Lisburn is the third largest city in Northern Ireland and is the birthplace of Irish linen, which for many years was the most prominent linen producing industry in the World. Still proud of its historic identity, shapes of linen has continued to be replicated in many forms throughout the city.
When Lisburn City Council began a bespoke lighting feature project, it was important that it incorporated the swirling patterns that feature so prominently across the city.
Working with local architects, The Paul Hogarth Company, Urbis Schréder was appointed to supply 44 bespoke feature lighting columns, to be installed in the centre of the city, and leading up to the Irish Linen Centre.
Forty of these columns were eight and ten metres high. The frame constructed from stainless steel, with a corten steel strip running through, creating the swirling effect of linen. A strip of LEDs ran through the centre of the corten steel, each with a cast acrylic spike on the top lit with further LEDs.

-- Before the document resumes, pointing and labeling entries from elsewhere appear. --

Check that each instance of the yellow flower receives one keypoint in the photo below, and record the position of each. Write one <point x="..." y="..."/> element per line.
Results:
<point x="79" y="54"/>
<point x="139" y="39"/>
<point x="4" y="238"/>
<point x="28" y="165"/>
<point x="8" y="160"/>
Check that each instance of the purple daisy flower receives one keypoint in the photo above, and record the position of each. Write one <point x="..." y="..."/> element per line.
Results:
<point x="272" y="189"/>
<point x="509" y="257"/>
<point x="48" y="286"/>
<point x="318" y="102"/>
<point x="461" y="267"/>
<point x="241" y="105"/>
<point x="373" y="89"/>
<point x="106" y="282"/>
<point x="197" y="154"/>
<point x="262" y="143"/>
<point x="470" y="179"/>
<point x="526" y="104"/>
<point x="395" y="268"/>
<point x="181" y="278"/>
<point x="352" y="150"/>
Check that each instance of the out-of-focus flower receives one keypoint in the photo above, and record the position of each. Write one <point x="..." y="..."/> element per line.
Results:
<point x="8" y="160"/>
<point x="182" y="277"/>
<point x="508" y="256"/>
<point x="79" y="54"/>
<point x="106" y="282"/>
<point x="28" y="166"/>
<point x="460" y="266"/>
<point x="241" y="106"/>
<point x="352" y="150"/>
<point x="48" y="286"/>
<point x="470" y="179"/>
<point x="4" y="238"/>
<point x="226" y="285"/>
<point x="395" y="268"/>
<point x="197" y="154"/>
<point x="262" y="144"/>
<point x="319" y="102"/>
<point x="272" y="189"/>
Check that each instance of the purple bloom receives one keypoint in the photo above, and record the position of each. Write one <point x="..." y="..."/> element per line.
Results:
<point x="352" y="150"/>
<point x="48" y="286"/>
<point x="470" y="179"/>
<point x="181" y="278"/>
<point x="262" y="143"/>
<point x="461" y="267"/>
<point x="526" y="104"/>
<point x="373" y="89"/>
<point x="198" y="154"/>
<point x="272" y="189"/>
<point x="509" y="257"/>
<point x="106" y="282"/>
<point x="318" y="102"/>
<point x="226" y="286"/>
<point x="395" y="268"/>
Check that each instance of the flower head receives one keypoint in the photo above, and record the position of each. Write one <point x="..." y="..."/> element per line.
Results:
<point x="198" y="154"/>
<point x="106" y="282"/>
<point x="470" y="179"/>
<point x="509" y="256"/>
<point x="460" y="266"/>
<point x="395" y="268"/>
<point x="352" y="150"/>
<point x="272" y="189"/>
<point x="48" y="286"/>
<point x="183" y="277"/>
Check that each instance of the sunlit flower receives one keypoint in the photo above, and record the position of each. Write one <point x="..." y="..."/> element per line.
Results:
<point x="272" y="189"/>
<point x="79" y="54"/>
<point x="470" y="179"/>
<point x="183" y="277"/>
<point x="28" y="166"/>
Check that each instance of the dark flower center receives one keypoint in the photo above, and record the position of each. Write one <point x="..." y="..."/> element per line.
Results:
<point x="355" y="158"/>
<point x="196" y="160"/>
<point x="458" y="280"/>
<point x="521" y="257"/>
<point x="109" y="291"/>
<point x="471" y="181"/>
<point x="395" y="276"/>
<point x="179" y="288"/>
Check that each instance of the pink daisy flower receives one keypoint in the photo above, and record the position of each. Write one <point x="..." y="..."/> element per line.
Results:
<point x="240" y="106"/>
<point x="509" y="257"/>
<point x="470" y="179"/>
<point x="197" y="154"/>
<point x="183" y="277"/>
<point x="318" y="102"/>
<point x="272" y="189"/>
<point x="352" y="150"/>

Twenty columns included an ornate cast tapered base of stainless steel, designed to display textured banding, a concept taken from the ‘threaded bobbin’ aspect of the linen industry.
The most prominent element of the project are four 14 metre bespoke columns. The seven ton units are complex structures and consist of a mixture of corten steel, stainless steel and mild, painted steel.
The overall result is truly unique and represents the rich cultural heritage of the historic City of Lisburn.